Assignee: general → database
Component: Bugzilla-General → Database
xiaoou says this bug doesn't block Oracle support. So removing the dependency.
No longer blocks: bz-oracle
Priority: -- → P4
(In reply to Frédéric Buclin from comment #22) > Duplicate of this bug: 759763 You took my new-ish small bug report that had a chance of getting fixed, and lumped it in with this 7+ years old meta bug that hasn't been touched and doesn't look likely to ever get addressed. My hopes of getting a patch submitted and approved just went out the window. ;-) Seriously though, this doesn't seem like the best place to address the "system localtime" vs "database now()" change.
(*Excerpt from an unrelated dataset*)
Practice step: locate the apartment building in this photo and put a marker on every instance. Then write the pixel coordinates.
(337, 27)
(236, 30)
My report was to avoid use of "localtime" in the 8 places where it is used. Here is how to get the current epoch from the various databases supported. ORACLE: SELECT (SYSDATE - to_date('01-JAN-1970','DD-MON-YYYY')) * (86400) as dt FROM dual; **untested, I'm not familiar with Oracle at all, and don't have it available to test on** POSTGRE: SELECT FLOOR(EXTRACT(EPOCH FROM LOCALTIMESTAMP); MYSQL: SELECT UNIX_TIMESTAMP(); Obviously the best place to put these types of things is in Bugzilla/DB/*.pm, and allow an optional timestamp to be provided that could be converted to the epoch.